Posts: 61
Threads: 43
Joined: Jul 2020
Hello all
I have a csv file with over 60,000 rows of data which i have imported into a dataframe, I want to perform varies calculations on this dataframe.
I am looping through the data using a while loop and a counter.
At each iteration of the counter i am performing some arithmetic, the code i have is as follows:-
q = 0
while q < len(df_raw_data):
df_raw_data.iloc[q,5] = (df_raw_data.iloc[q,3] * 8950) + (df_raw_data.iloc[q,4])

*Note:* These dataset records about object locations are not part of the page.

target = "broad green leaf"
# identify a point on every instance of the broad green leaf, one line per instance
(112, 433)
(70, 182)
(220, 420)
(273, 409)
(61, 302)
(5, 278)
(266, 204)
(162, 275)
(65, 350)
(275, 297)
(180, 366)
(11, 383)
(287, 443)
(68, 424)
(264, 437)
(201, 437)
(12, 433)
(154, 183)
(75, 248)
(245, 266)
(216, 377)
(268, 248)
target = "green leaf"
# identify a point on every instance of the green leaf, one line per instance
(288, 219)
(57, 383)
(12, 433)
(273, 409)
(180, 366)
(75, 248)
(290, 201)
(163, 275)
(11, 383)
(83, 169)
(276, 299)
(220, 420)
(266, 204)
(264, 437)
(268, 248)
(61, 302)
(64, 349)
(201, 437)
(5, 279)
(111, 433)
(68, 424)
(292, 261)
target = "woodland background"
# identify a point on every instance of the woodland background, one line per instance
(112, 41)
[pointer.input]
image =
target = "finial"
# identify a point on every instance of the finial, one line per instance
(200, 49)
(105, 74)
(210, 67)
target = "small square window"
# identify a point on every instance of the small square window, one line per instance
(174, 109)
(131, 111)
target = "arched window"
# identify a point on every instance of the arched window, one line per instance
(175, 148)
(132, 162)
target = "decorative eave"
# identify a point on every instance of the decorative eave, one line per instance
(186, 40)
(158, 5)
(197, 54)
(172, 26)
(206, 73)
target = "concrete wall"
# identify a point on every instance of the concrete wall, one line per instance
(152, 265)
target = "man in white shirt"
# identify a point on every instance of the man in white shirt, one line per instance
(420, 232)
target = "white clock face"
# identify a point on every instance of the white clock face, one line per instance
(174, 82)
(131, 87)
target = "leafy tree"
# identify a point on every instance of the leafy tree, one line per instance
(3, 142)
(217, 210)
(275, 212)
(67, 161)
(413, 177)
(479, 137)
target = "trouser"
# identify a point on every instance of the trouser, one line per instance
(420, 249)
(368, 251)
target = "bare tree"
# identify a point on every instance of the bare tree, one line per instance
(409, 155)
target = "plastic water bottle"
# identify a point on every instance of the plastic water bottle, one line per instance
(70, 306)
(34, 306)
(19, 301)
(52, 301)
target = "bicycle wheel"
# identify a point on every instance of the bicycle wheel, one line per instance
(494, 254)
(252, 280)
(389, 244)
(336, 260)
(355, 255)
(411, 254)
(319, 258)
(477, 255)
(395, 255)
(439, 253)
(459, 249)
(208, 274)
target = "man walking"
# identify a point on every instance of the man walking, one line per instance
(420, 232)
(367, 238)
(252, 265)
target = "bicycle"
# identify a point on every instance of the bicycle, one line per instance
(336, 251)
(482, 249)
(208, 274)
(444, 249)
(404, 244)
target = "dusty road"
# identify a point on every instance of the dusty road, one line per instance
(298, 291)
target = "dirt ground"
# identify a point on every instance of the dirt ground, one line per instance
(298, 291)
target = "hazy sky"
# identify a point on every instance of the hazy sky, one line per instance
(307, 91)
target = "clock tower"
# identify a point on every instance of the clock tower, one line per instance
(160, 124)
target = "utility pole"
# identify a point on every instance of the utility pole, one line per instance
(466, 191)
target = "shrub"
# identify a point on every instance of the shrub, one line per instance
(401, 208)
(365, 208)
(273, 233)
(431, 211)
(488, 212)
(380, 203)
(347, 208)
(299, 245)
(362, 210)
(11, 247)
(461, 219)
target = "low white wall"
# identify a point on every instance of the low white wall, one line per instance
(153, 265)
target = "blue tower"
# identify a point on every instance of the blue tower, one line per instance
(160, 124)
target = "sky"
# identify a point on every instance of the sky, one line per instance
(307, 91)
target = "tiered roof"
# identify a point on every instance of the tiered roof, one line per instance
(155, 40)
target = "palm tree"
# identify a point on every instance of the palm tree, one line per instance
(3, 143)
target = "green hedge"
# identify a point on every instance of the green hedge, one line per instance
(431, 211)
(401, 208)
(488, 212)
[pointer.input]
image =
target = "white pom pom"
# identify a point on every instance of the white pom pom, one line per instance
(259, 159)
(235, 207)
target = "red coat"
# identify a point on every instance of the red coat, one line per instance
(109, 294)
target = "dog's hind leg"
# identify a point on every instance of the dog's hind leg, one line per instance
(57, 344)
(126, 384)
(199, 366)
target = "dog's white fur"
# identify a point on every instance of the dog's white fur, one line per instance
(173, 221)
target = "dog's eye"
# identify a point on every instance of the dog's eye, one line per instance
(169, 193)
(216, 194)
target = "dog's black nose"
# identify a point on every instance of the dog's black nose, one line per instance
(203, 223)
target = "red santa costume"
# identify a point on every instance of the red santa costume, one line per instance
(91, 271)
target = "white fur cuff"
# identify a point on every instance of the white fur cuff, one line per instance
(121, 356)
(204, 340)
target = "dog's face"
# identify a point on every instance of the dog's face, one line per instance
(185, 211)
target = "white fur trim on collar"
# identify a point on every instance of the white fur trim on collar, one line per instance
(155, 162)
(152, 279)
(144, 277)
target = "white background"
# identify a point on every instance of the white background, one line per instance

q = q + 1 This code works and i fully understand it however it takes ages and i wanted to know if there was a better way of loop through large data sets.
Thank you
Posts: 8,160
Threads: 160
Joined: Sep 2016
Oct-02-2020, 07:07 PM
(This post was last modified: Oct-02-2020, 07:08 PM by buran.)
you don't work like this in pandas
your code can be replaced with
df_raw_data[5] = df_raw_data[3] * 8950 + df_raw_data[4] sample with dummy df:
import pandas as pd
df = pd.DataFrame([[1, 2, 3], [4, 5, 6], [7, 8, 9]])
print(df)
df[3] = df[1]*5 + df[2]
print(df)
Posts: 61
Threads: 43
Joined: Jul 2020
Oct-02-2020, 09:27 PM
(This post was last modified: Oct-02-2020, 09:28 PM by JoeDainton123.)
Hi buran
Thank you for your reply.
I really like your way however when i attempt this i get an error.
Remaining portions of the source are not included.